LESTER (walking and talking): Aw, you can go over here on edge, you know, look off, man that’s a lot of territory.
YOUNG: Mountain lions could have survived here.
LESTER: Lot of people we talk to they’ve got the impression that the whole east coast is one big large city y’know, a continuous city, and they say no, there’s no way cougars could survive there. And I’ve asked ‘em well have you ever been to the Appalachian mountains? They’s a lot of habitat for cougars.

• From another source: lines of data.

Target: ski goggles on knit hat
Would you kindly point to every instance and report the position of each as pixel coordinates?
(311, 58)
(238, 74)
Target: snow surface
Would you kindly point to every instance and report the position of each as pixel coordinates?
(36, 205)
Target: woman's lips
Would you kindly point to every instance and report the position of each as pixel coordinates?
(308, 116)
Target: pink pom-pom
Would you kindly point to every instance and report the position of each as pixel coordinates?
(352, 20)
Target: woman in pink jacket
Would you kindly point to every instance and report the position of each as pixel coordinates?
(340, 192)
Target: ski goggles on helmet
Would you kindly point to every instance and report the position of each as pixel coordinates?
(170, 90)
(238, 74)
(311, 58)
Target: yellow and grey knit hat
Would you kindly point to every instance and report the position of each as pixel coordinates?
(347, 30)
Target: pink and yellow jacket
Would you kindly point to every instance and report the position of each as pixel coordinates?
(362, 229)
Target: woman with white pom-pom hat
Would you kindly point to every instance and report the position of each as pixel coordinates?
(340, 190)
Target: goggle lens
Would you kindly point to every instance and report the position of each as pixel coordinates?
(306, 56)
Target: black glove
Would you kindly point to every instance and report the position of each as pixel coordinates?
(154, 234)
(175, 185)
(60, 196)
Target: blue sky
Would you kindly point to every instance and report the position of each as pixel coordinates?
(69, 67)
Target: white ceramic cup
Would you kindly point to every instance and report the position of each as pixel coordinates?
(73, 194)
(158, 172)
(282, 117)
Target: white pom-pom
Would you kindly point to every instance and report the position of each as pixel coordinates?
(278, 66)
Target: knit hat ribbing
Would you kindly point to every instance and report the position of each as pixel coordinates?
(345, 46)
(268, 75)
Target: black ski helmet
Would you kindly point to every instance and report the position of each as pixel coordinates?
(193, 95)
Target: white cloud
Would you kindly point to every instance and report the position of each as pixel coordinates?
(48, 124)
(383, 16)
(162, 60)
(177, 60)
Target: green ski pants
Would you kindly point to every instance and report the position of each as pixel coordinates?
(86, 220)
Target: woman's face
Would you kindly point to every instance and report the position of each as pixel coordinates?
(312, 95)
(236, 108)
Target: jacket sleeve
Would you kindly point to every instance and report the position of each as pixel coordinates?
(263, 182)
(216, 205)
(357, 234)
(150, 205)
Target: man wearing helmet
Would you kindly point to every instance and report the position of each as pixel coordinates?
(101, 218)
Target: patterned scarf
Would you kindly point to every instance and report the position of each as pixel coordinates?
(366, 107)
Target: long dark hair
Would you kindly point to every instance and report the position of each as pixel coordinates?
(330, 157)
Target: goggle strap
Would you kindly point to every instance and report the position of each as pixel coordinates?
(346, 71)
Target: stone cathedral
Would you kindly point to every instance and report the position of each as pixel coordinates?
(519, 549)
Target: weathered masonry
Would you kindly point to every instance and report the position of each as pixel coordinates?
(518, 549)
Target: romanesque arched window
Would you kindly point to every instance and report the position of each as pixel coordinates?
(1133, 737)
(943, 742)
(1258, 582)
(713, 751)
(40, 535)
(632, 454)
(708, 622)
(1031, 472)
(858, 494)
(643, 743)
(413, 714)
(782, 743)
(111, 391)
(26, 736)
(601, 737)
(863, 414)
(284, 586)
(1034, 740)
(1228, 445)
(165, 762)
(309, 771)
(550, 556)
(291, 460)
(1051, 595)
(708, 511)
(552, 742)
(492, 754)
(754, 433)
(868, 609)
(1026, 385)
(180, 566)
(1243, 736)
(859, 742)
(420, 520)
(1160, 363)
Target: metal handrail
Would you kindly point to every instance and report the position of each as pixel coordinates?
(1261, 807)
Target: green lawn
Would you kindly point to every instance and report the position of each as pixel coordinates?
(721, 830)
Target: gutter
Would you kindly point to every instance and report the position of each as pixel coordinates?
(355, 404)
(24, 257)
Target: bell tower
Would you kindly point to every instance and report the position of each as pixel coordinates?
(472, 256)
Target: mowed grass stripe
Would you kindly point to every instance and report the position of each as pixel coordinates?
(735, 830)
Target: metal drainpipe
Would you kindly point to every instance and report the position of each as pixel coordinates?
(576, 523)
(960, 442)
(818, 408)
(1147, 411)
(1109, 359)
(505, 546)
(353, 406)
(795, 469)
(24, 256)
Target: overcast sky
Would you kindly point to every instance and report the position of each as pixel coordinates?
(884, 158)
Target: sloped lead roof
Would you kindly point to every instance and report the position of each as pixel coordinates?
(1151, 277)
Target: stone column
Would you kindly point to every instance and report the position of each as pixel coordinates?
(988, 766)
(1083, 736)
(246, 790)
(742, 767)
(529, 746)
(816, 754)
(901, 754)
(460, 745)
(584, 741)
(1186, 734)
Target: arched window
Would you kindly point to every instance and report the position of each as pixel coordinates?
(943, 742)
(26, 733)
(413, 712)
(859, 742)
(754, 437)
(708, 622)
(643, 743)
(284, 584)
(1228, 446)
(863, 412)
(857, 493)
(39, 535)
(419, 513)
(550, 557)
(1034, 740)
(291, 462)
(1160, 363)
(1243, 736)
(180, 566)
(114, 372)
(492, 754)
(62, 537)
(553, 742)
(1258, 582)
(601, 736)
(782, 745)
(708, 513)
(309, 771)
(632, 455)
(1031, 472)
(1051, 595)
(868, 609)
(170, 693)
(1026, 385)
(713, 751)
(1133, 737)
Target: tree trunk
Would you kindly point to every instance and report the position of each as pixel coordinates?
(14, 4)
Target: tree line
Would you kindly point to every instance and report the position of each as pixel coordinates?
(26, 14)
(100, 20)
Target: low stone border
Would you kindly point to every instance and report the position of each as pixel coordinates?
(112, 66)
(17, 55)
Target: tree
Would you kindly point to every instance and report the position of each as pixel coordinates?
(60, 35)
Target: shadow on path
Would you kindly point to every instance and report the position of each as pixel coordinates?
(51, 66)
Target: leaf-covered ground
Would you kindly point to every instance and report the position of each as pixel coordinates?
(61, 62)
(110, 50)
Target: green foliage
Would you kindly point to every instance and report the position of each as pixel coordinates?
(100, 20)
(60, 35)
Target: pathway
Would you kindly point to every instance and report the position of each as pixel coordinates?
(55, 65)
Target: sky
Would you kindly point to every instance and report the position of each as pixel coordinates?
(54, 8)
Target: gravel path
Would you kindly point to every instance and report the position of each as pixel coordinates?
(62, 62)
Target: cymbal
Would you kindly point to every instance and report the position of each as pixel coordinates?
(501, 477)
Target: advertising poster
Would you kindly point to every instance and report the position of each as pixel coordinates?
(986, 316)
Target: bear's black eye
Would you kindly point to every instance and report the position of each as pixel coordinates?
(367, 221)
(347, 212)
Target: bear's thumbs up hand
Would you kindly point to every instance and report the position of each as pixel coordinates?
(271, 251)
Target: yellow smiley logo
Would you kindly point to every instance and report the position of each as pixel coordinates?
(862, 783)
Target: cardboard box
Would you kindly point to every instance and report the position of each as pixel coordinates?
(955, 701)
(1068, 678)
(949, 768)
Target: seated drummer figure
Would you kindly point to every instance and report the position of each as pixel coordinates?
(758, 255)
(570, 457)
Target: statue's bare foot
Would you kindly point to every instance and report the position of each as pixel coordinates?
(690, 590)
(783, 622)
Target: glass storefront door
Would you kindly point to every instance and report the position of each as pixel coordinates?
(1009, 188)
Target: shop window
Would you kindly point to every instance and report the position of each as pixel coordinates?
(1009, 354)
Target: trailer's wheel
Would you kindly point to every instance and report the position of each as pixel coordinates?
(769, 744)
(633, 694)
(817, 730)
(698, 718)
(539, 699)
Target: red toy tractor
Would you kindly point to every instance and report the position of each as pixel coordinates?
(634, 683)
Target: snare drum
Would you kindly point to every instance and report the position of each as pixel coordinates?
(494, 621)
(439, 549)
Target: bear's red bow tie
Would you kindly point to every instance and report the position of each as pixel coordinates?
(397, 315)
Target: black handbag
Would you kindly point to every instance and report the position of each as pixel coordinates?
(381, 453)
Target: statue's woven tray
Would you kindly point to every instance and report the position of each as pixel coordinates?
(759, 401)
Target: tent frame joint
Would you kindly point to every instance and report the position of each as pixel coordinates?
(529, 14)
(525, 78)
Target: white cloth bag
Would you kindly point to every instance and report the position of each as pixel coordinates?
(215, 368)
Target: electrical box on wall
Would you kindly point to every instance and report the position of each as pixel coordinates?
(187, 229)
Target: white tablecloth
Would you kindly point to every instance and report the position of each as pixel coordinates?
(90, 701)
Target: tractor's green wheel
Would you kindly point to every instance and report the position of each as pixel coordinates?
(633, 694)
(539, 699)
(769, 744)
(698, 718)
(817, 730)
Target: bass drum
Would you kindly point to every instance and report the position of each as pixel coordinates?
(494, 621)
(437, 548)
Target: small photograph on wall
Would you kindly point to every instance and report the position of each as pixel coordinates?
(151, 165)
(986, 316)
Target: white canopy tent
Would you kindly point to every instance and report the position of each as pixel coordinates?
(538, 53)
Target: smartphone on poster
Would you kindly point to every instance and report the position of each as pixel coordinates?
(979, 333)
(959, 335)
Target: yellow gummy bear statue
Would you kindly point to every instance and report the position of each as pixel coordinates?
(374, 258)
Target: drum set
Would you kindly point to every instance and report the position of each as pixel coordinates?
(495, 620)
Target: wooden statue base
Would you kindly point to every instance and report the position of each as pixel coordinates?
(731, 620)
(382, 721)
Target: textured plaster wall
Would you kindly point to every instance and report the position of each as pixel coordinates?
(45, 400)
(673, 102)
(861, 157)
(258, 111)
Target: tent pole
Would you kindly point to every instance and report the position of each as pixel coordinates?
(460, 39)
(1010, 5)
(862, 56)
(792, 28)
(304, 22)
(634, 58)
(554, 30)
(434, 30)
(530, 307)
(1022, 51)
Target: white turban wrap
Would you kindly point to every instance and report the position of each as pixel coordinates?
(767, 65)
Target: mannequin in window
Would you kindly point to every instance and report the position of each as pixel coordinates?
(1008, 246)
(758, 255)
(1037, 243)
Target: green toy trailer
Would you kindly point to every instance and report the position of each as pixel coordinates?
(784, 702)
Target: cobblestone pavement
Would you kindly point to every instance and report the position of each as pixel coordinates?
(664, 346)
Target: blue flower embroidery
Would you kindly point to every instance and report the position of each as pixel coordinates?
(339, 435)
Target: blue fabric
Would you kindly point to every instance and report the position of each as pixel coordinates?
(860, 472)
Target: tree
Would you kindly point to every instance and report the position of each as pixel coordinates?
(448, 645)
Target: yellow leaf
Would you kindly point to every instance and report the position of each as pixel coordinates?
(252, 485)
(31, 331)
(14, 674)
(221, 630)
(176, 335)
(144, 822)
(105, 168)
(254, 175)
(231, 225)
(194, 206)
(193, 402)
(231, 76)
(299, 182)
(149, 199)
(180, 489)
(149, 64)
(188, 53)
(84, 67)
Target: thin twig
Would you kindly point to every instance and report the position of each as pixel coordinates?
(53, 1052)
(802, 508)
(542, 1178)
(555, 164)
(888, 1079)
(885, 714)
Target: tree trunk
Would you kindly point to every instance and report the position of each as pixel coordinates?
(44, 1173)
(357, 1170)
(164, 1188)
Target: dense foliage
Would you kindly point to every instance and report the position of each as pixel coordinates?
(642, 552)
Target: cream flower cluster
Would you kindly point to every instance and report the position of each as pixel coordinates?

[MOUNTAIN BIKE PASSES BY IN THE MUD]
BIKER: What’s going on?
YOUNG: Just then a trio of mountain bikers stops, curious about Lester’s camera equipment. And at the mention of the word cougar, mountain biker Joey Boyle gives Lester another sighting account to add to his collection.
BOYLE: I knew it was a cat, a big cat, because it had that big long thick tail. I rode with it for 100 yards or something and then we got to a dead end and there was a huge pile of dirt and that thing was just gone, it just bounded out of nowhere. It was pretty amazing.
YOUNG: Lester listens intently and thanks Boyle, but he’s remarkably unexcited. Boyle’s account is years old and Lester has taken in more than three thousand such reports. What he needs now is to go beyond sightings to hard evidence--the kind he’s sure his camera traps will produce.
LESTER: I woulda thought, you know, we woulda got pictures sooner, you know, if there was a population here but, you know, I still haven’t given up hope yet. I think we’ll eventually get a picture, I really do. Yeah, I just can’t foresee myself giving it up now, y’know?
YOUNG: Obsessions are like that. For Living on Earth I’m Jeff Young in the Monongahela National Forest.